Sep. 27th, 2021

l33tminion: (Default)
One of the interesting bits of news to come out this past week is that the Trump administration did try to pressure Pence to go with the "the VP can just pick the next President unilaterally right?" version of the "something somehow" steal the election plan. Put in writing by campaign lawyer and (former*) law professor John Eastman, specifically pushed for by Trump, and seriously considered, though not ultimately tried, by Mike Pence.

(*Eastman "retired" after he gave a speech to a certain crowd before they stormed into the US Capitol, his colleagues did not approve.)

Even if you treat "the Vice President can throw out entire states' elections unilaterally" as a reasonable good-faith reading of the Twelfth Amendment (it's definitely not!), giving legal advice that's along the lines of "you should just ignore the law and dare the courts to stop you" seems like the kind of thing that might be sanctionable conduct for a lawyer.

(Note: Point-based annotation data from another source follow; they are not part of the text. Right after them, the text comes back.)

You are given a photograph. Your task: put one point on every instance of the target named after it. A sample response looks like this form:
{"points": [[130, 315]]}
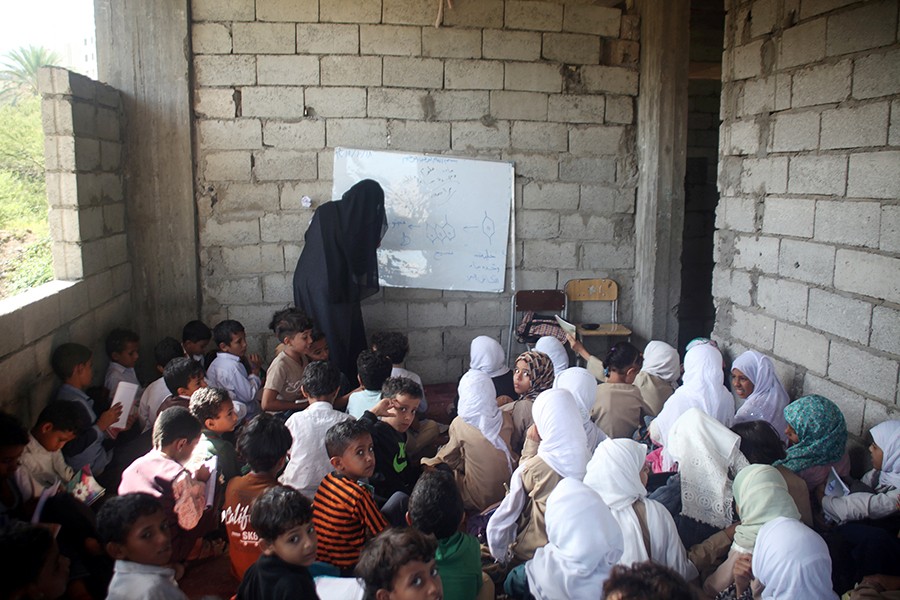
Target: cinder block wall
{"points": [[280, 83], [83, 127], [808, 241]]}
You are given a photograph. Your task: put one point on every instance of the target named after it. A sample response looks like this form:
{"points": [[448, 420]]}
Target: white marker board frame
{"points": [[449, 218]]}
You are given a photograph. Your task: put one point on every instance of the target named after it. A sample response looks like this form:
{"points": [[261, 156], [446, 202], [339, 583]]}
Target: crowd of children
{"points": [[553, 481]]}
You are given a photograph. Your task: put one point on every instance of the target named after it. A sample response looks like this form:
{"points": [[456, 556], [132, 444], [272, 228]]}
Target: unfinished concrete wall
{"points": [[808, 247], [83, 129], [280, 83]]}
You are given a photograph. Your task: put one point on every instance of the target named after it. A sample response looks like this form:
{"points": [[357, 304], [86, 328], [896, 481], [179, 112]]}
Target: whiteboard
{"points": [[448, 218]]}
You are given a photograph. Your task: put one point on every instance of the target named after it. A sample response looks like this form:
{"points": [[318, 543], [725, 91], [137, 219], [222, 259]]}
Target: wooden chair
{"points": [[597, 290], [550, 302]]}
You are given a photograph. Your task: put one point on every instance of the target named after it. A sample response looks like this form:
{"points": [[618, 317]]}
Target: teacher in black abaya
{"points": [[338, 268]]}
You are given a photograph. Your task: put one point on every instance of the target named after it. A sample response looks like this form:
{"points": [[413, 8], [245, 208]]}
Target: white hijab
{"points": [[792, 562], [887, 436], [486, 355], [583, 386], [478, 407], [702, 389], [584, 544], [769, 397], [553, 348]]}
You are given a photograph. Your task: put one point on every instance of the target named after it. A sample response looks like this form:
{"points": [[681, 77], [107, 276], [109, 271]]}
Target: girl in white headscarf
{"points": [[702, 389], [584, 544], [479, 448], [617, 473], [583, 387], [754, 380], [517, 528]]}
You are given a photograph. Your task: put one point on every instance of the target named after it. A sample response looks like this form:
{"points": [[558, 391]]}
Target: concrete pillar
{"points": [[662, 145]]}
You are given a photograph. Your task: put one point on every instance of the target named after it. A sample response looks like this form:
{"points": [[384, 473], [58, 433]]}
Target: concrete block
{"points": [[473, 75], [350, 70], [572, 108], [240, 134], [886, 329], [764, 175], [264, 38], [789, 216], [544, 137], [821, 175], [287, 10], [419, 136], [848, 363], [866, 273], [350, 11], [210, 38], [287, 70], [413, 72], [387, 40], [876, 75], [475, 135], [874, 175], [571, 48], [533, 77], [821, 84], [512, 45], [356, 133], [595, 20], [550, 196], [796, 131], [317, 38], [302, 135], [850, 223], [613, 80], [846, 317], [217, 71], [588, 170], [596, 140], [869, 26], [525, 106], [276, 102], [536, 16], [336, 102]]}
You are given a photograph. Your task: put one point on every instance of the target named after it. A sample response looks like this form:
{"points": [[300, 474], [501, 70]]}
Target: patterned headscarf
{"points": [[822, 431], [541, 368]]}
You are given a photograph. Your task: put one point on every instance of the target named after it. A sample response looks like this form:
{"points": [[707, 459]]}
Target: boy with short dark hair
{"points": [[282, 517], [228, 371], [373, 369], [135, 531], [309, 462]]}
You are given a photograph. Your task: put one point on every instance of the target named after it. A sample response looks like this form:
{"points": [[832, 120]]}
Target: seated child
{"points": [[263, 443], [619, 409], [436, 508], [72, 363], [228, 371], [195, 338], [55, 427], [161, 474], [309, 463], [282, 517], [183, 377], [400, 563], [373, 369], [394, 470], [282, 389], [344, 512], [156, 393], [135, 531], [215, 411]]}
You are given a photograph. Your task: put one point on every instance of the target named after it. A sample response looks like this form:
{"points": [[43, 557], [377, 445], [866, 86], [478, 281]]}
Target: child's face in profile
{"points": [[416, 580], [296, 546]]}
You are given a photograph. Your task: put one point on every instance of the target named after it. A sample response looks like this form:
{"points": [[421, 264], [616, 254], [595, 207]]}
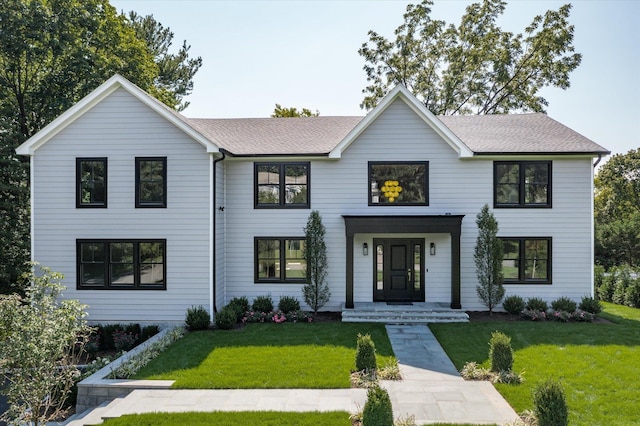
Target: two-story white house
{"points": [[147, 212]]}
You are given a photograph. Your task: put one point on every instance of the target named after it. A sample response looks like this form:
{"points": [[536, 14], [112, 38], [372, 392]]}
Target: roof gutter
{"points": [[213, 226]]}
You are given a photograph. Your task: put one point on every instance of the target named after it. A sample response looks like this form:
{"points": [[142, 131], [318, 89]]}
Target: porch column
{"points": [[349, 301], [455, 270]]}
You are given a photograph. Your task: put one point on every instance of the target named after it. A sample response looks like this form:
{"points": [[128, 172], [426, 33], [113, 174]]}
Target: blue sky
{"points": [[304, 54]]}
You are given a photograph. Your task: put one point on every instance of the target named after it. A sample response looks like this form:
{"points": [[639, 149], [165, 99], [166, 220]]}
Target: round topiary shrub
{"points": [[226, 318], [377, 410], [365, 354], [262, 304], [514, 305], [564, 304], [197, 318], [550, 406], [500, 352], [240, 305], [591, 305], [537, 304], [288, 304]]}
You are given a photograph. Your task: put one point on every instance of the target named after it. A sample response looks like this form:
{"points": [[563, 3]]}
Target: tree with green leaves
{"points": [[474, 67], [488, 258], [283, 112], [617, 211], [316, 291], [41, 340], [175, 70], [53, 53]]}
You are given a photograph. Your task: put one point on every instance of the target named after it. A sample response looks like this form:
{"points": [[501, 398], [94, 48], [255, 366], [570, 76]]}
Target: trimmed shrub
{"points": [[197, 318], [513, 304], [226, 318], [288, 304], [537, 304], [632, 294], [262, 304], [500, 352], [365, 354], [564, 304], [377, 410], [240, 305], [550, 406], [591, 305]]}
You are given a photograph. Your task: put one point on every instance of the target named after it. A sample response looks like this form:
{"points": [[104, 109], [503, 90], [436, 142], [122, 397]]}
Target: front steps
{"points": [[415, 313]]}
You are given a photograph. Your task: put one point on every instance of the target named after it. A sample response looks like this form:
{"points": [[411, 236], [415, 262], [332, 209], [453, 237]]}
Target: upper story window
{"points": [[121, 264], [399, 183], [526, 260], [151, 182], [91, 182], [522, 183], [281, 185], [280, 260]]}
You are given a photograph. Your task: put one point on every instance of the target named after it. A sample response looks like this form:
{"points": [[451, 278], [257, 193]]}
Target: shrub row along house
{"points": [[148, 212]]}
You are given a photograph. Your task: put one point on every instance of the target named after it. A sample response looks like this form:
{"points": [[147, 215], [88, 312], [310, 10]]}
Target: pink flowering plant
{"points": [[534, 315], [277, 317]]}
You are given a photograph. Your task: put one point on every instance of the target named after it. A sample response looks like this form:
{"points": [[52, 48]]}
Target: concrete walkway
{"points": [[431, 390]]}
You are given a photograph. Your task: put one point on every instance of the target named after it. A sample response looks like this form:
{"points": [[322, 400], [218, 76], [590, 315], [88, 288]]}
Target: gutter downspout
{"points": [[213, 225]]}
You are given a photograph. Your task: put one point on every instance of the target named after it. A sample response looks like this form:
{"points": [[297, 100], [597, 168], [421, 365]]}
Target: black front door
{"points": [[398, 266]]}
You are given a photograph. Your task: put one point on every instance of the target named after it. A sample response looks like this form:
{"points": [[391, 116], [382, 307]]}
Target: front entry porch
{"points": [[410, 313]]}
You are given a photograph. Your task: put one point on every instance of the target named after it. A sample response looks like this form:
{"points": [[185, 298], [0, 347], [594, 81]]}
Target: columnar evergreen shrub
{"points": [[564, 304], [550, 406], [226, 318], [288, 304], [262, 304], [513, 304], [377, 410], [316, 291], [591, 305], [500, 352], [488, 259], [632, 294], [197, 318], [365, 354], [537, 304]]}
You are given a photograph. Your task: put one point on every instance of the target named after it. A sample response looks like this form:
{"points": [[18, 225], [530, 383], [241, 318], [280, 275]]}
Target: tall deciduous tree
{"points": [[41, 339], [175, 70], [53, 53], [283, 112], [474, 67], [316, 291], [617, 211], [488, 259]]}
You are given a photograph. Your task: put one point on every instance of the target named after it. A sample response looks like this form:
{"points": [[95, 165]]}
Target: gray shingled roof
{"points": [[292, 136], [483, 134], [518, 133]]}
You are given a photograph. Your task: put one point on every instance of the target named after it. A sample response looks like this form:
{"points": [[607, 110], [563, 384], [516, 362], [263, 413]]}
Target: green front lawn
{"points": [[596, 363], [255, 418], [267, 356]]}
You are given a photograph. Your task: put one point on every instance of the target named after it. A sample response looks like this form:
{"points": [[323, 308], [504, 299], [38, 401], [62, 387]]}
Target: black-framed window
{"points": [[151, 182], [280, 260], [281, 185], [121, 264], [398, 183], [91, 182], [526, 260], [522, 184]]}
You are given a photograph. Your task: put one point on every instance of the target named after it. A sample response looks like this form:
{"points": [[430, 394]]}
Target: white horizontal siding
{"points": [[459, 187], [122, 128]]}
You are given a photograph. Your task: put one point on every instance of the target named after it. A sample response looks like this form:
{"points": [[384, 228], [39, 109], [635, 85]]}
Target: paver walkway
{"points": [[431, 390]]}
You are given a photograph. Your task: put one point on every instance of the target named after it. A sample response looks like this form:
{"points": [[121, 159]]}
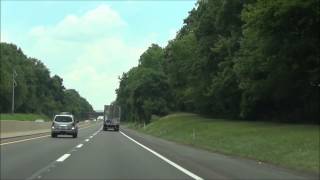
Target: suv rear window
{"points": [[63, 119]]}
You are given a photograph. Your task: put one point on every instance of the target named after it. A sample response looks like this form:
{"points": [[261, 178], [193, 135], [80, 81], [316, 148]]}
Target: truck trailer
{"points": [[111, 118]]}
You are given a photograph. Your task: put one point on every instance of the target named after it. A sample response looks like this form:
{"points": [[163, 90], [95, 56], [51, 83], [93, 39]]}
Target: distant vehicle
{"points": [[64, 124], [100, 118], [111, 118], [66, 113]]}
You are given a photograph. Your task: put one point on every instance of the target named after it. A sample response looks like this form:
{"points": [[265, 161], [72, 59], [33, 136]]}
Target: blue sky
{"points": [[90, 43]]}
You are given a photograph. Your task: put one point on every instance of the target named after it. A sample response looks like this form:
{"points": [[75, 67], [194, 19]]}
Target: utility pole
{"points": [[14, 84]]}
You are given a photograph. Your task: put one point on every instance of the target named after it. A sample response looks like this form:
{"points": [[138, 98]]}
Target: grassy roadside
{"points": [[288, 145], [23, 117]]}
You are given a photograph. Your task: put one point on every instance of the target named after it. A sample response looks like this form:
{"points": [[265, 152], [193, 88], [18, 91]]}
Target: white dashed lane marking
{"points": [[62, 158]]}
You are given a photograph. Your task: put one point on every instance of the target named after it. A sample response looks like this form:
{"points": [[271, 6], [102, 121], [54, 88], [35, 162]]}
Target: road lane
{"points": [[110, 155], [22, 159]]}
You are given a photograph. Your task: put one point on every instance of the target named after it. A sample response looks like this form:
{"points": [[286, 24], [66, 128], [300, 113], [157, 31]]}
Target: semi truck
{"points": [[111, 118]]}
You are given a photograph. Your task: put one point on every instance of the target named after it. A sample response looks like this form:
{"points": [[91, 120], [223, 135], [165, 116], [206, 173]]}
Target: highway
{"points": [[97, 154]]}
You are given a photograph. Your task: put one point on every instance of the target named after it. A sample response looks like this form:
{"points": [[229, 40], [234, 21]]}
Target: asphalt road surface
{"points": [[97, 154]]}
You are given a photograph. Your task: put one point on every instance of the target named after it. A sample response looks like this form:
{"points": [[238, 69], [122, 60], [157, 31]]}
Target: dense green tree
{"points": [[279, 65], [252, 59]]}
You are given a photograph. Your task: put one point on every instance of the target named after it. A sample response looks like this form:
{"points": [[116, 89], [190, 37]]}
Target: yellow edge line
{"points": [[35, 138]]}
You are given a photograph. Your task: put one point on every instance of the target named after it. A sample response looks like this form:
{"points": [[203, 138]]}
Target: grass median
{"points": [[289, 145], [23, 117]]}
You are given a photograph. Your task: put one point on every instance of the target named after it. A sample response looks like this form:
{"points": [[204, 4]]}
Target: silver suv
{"points": [[64, 124]]}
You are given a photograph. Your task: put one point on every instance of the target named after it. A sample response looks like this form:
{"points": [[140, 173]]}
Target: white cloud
{"points": [[4, 37], [87, 52]]}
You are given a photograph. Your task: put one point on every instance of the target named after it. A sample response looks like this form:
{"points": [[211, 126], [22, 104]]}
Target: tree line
{"points": [[249, 59], [36, 91]]}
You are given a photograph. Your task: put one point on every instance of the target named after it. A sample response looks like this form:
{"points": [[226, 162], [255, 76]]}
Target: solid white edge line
{"points": [[79, 145], [165, 159], [24, 140], [63, 157]]}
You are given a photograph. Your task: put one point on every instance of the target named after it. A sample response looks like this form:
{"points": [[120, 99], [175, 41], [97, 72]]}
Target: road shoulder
{"points": [[208, 164]]}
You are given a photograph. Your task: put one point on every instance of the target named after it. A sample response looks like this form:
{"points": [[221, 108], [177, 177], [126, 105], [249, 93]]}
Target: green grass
{"points": [[23, 117], [288, 145]]}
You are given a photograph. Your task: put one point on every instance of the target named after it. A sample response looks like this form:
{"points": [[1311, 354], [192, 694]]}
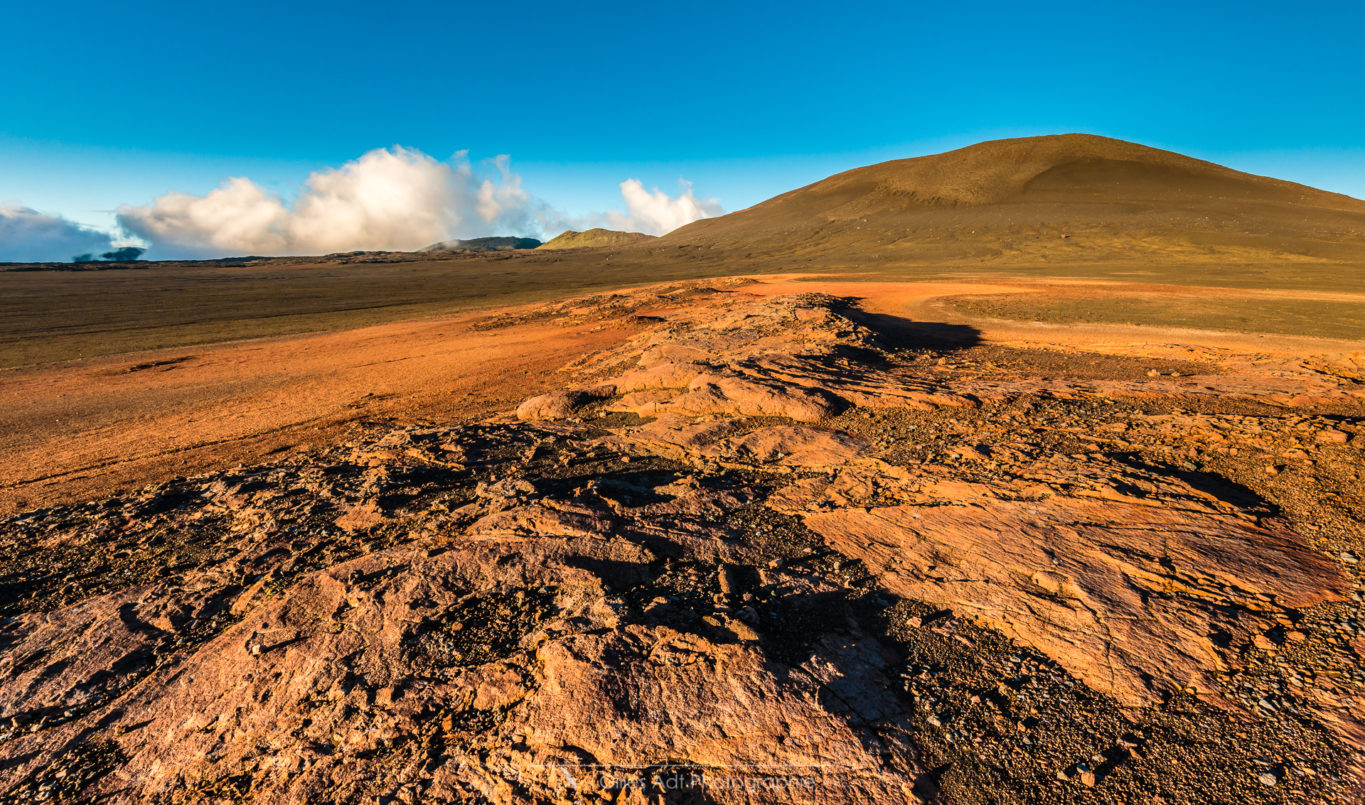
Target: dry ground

Telling someone to break the law with the goal of trying to make someone other than the person who in fact got a majority of the electoral votes into the next President of the United States also seems like it might be crime!

Anyways, this leads to unexpected questions such as, "Did Dan Quayle save American democracy?" and, "If Quayle had told Pence, 'Sure man, just go for it!' instead of the actual something like, 'No, the Vice President obviously can't just choose the next President, that's not how the Constitution works,' would that plan have actually worked?" The answers are, "Maybe not, but it sure is a good thing that Quayle answered as he did!" and, "No, that wouldn't have been enough."

Eastman's memo proposes that Democrats would be in a double-bind between accepting the lie that seven states didn't cast electoral votes so Trump is reelected and accepting the lie that seven states didn't cast electoral votes so it's decided by Congressional state delegations in a joint session (where Eastman presumes, maybe correctly, that Republicans would have total unanimity in selecting the guy who didn't win). But Democrats wouldn't accept that lie, why would they?! After all, you can't have a joint session of Congress without the House, the office of President and VP become vacant on January 20 without that joint session, Nancy Pelosi is Acting President if those offices become vacant, and you can't change that without legislation.

Of course, that's a serious Constitutional crisis ("a House majority can unilaterally make the Speaker of the House the Acting President" isn't great either!), with two full weeks for additional mischief and opportunities for Trump to escalate even further into extralegal territory.

Edited to add: Want to point out (though it's also linked from the post) that the author of the blog post in that last link should get a lot of credit for writing an extensive and prescient law-review article on the topic in 2019 (published in early 2020). (Though it mainly contemplates the situation where Republicans actually got state governments to provide competing slates of electors. It does consider the "even with only one set of electors, Pence could just toss it" scenario in a footnote, but thinks that's a stretch.)